Pero, ¿es de verdad culpable el que pide? Sinceramente, creo que no. El culpable es siempre el que da injustamente y quien obliga al igual a dar aquello que él, en circunstancias normales, tampoco daría. Es decir, los partidos regionalistas -o nacionalistas, no tengo intención de herir sensibilidades- tienen todo el derecho del mundo a pedir lo que estimen oportuno para sus respectivas regiones, ya que no tienen proyecto más allá de las mismas. Son los partidos con proyecto nacional los responsables de que ese proyecto común que es España no se vea afectado por los individuales proyectos regionales que, es cierto, se han convertido con el paso de los años en absolutamente insolidarios.

Por tanto, si hay desbarajuste autonómico en España, por llamarlo coloquialmente, los responsables no son PNV, CiU, BNG, PAR, CC o cualquier otro partido de carácter regional. Son precisamente PP y PSOE quienes, con una visión francamente corta del interés nacional, han venido propiciando esa fractura, al aceptar peticiones absolutamente incompatibles con el proyecto común y en aras de obtener una mayoría suficiente para gobernar.

La Constitución de 1978 fue un acuerdo de todos, pero tenía dos garantes fundamentales: la opción que hoy viene representada por el PP y el PSOE. Mientras ellos dos estuvieran firmes -representan al 90% de los españoles-, ninguna amenaza tendría visos de prosperar. Desgraciadamente, hemos visto flaquear a ambos partidos en momentos cruciales. Insisto en que la culpa es de ambos.

Para reverir semejante situación, existen dos alternativas. Una, la modificación de la ley electoral, trasladando así de forma más ajustada a la realidad la composición de la Cámara. En este sentido, es necesario reformar el Senado para que esas minorías regionales tengan la representación que merecen. No hay democracia si no hay posibilidad de escuchar a las minorías; como tampoco la hay si éstas se imponen a la mayoría.

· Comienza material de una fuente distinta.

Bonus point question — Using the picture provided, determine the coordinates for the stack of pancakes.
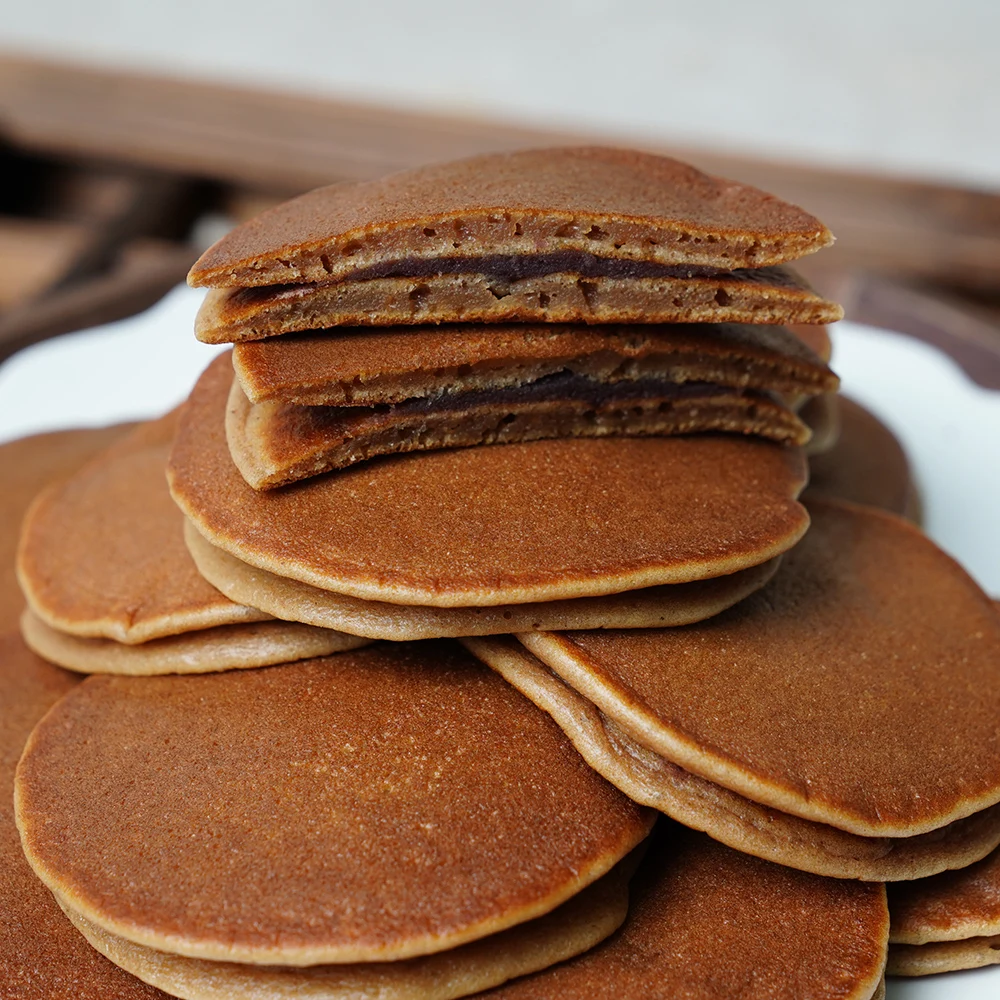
[0,149,1000,1000]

Difícil.

Dos, que los partidos nacionales acepten el gobierno estable del vencedor en las elecciones generales, y que el vencedor acepte no tocar ninguno de los asuntos de Estado sin el acuerdo de la oposición. Muy difícil.

Tras la muerte de Franco muchos creían inevitable un nuevo enfrentamiento nacional. Sin embargo, el 9 de junio de 1976 un entonces desconocido Adolfo Suárez reclamaba a las Cortes franquistas -poco antes de ser nombrado presidente del Gobierno- esfuerzo y audacia para escribir un incierto pero ilusionante futuro. Les dijo con palabras de Machado: «está el ayer alerto / al mañana, mañana al infinito, / hombres de España: ni el pasado ha muerto, / ni está el mañana -ni el ayer- escrito».

No estaba entonces, ni hoy, el pasado muerto. Tampoco estaban el mañana ni el ayer escritos. El futuro de paz y prosperidad que gozamos se escribió a base de ilusión, audacia y esfuerzo en torno a un proyecto común que se llamaba España. Muchos de los que hoy se apuntan a ese éxito colectivo, hicieron lo que estuvo en su mano por impedirlo. El impulso y la decisión de todos los demás hicieron realidad un sueño que sigue siendo posible.

Si hoy es necesario cambiar algo, que se haga. Pero como se hizo entonces. Desde el reconocimiento de la necesidad común, no desde la exigencia particular. Desde el escrupuloso respeto a la Ley, no desde el subterfugio leguleyo. Desde el entendimiento, y no desde el enfrentamiento, incluso personal. Desde el respeto mutuo y no desde el desprecio al oponente.

Si en vez de simples palabras de alabanza hacía personajes tan dignos de ella, como Adolfo Suárez -y que en cualquier caso agradezco-, hiciéramos más por adecuar nuestras conductas a las de aquellos a quienes admiramos, posiblemente nos viéramos sorprendidos por el mismo éxito que ellos alcanzaron: un futuro de paz y prosperidad que dura ya 30 años. Su continuidad está en nuestras manos.

Adolfo Suárez Illana, abogado e hijo del ex presidente del Gobierno Adolfo Suárez.